Later in the day, WADA said it had received the required response from the Russian authorities.
"WADA can confirm it has received a response from the Russian authorities to a list of detailed and technical questions WADA’s Intelligence and Investigations (I&I) raised around the nature of the data that were retrieved from the Moscow Laboratory in January 2019. The questions were sent to give the authorities an opportunity to explain a number of inconsistencies, in line with WADA’s decision on 17 September 2019 to open a formal compliance procedure against the Russian Anti-Doping Agency", the agency said in a Tuesday statement.
A non-compliance procedure was launched against the Russian Anti-Doping Agency (RUSADA) in September, in light of allegations of data manipulation. WADA gave RUSADA three weeks to provide an explanation.
A doping scandal erupted in late 2014 after freelance German journalist Hajo Seppelt concocted a spurious plot in a controversial documentary about alleged doping in Russian sports that was then broadcast by Germany's ARD, sparking a backlash from the IAAF (International Association of Athletics Federations) and WADA officials. Following the release of the notorious documentary, WADA's independent commission issued a report accusing Russia of numerous breaches of global anti-doping regulations.
In September 2018, WADA reinstated RUSADA as being compliant with the World Anti-Doping Code, following an almost three-year suspension.
The IAAF has, however, denied many Russian athletes from participating in international competitions due to alleged anti-doping violations.

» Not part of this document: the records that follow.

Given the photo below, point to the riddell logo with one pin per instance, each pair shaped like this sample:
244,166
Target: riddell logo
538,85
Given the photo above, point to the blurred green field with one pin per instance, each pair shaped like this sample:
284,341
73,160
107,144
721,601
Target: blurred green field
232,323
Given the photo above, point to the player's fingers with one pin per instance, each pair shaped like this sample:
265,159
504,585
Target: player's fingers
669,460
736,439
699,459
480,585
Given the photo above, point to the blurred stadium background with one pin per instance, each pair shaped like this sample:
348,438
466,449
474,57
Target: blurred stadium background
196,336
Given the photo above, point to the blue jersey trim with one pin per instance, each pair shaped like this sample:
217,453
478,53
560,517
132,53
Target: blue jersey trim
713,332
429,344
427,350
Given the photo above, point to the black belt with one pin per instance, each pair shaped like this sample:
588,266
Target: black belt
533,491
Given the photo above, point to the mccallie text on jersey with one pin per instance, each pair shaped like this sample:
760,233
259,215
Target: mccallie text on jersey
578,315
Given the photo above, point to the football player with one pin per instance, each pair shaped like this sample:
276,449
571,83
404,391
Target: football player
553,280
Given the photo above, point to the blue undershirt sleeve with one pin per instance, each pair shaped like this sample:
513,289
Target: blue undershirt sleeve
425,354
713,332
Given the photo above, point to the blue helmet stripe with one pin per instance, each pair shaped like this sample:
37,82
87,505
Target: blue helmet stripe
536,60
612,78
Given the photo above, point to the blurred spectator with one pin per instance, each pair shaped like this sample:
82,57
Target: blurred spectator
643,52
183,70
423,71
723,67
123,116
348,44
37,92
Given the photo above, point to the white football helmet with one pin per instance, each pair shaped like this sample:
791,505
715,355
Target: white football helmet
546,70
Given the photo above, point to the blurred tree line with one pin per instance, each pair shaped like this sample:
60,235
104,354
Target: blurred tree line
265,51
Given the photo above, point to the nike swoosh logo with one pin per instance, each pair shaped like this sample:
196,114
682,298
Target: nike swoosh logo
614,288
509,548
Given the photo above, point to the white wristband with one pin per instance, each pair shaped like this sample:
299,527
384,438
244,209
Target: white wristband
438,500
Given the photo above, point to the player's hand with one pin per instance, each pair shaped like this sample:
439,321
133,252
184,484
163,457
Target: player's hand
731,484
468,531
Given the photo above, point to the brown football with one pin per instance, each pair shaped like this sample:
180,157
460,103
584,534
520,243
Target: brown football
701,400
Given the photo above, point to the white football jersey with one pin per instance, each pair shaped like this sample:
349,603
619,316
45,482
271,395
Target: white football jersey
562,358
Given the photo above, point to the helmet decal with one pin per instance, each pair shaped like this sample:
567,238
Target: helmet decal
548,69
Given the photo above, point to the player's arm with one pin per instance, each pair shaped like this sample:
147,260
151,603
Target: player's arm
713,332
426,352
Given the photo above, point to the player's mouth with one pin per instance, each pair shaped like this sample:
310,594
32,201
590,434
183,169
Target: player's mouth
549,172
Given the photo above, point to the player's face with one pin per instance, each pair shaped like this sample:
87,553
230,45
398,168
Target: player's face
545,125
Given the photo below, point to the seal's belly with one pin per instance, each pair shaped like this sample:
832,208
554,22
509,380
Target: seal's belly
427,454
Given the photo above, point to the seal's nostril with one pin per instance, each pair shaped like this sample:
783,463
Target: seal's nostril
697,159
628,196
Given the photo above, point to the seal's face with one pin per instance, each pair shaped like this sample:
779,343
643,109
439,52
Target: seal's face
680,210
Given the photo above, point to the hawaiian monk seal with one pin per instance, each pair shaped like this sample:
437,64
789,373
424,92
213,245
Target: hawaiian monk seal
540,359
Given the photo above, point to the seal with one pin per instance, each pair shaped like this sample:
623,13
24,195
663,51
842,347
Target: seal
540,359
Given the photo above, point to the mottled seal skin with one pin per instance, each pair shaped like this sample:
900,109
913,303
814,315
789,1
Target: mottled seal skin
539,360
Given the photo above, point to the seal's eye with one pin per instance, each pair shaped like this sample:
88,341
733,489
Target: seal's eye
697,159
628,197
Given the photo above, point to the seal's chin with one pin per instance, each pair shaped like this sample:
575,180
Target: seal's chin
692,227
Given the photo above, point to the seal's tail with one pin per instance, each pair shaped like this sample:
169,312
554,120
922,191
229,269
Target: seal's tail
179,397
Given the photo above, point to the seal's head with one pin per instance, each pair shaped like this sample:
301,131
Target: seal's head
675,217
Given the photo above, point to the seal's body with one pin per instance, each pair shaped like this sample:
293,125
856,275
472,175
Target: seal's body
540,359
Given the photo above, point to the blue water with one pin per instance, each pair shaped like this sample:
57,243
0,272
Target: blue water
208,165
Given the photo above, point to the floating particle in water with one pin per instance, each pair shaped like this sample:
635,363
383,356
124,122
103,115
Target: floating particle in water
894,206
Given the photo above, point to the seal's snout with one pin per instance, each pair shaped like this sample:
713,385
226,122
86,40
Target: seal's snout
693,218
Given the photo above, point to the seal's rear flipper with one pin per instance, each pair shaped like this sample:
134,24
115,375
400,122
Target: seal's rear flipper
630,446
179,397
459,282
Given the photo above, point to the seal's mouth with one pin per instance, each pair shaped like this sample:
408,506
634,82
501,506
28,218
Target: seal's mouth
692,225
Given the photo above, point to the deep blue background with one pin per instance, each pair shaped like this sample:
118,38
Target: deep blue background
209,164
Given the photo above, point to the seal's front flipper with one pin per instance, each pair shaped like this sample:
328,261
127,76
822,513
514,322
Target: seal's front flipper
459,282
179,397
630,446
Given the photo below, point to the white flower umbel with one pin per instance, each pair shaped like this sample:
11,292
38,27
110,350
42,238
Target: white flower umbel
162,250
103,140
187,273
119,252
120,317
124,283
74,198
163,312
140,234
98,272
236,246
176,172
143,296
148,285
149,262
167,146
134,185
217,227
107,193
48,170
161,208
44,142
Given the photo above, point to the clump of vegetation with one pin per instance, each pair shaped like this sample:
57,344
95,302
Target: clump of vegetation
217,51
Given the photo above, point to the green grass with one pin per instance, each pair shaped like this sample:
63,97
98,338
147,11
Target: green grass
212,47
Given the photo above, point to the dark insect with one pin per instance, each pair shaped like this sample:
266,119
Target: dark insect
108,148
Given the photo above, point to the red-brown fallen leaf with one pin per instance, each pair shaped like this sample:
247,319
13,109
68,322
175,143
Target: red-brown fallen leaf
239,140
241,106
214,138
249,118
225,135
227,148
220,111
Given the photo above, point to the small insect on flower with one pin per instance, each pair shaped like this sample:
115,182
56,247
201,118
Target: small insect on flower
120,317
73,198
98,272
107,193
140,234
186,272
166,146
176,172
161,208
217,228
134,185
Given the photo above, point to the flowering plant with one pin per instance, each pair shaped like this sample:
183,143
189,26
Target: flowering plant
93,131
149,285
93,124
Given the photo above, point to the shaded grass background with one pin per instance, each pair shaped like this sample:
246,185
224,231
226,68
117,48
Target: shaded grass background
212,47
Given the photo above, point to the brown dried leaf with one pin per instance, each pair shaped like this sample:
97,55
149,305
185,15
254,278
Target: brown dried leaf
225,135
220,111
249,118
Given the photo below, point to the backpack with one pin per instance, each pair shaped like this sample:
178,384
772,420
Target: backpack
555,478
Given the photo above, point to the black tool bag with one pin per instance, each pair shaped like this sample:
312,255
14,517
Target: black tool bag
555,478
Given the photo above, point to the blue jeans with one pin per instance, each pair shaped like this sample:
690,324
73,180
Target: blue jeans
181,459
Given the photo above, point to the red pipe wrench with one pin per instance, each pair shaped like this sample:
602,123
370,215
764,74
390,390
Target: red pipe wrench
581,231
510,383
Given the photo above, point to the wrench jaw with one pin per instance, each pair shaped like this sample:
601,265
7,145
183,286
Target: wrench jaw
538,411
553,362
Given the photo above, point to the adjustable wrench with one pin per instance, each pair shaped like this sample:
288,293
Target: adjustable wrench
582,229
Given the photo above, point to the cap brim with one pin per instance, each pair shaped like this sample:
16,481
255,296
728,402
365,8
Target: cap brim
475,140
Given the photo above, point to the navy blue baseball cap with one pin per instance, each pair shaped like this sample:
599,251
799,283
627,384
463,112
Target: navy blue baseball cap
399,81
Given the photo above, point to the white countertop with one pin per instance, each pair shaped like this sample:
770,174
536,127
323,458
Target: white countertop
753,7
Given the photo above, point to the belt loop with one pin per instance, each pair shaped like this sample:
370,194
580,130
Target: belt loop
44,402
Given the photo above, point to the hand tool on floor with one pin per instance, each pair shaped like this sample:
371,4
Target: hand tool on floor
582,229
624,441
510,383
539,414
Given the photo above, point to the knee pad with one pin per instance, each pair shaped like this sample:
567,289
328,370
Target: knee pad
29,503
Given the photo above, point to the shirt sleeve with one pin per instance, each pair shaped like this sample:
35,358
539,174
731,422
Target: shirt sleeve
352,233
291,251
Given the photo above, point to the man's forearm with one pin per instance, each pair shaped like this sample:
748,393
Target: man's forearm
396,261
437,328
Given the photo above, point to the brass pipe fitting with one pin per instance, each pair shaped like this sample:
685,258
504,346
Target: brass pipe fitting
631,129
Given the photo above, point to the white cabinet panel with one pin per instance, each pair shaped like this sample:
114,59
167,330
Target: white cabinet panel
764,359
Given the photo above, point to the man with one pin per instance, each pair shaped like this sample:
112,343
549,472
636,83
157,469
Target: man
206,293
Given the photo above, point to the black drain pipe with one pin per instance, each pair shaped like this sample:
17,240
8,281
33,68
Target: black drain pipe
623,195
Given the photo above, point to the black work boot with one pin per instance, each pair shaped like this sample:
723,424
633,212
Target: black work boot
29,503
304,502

Those who were tested as clean were allowed to compete but under neutral status only: no Russian uniform, anthem or national flag is allowed during competition.
In late September, the WADA executive committee met in Tokyo to discuss alleged RUSADA data manipulation.
The UK-based media broke the news earlier, citing sources, that Russia's participation in the upcoming Tokyo Olympics in 2020 is currently on the agenda among senior officials of the International Olympics Committee (IOC).
Russian officials have repeatedly denied that there is a state-run doping program.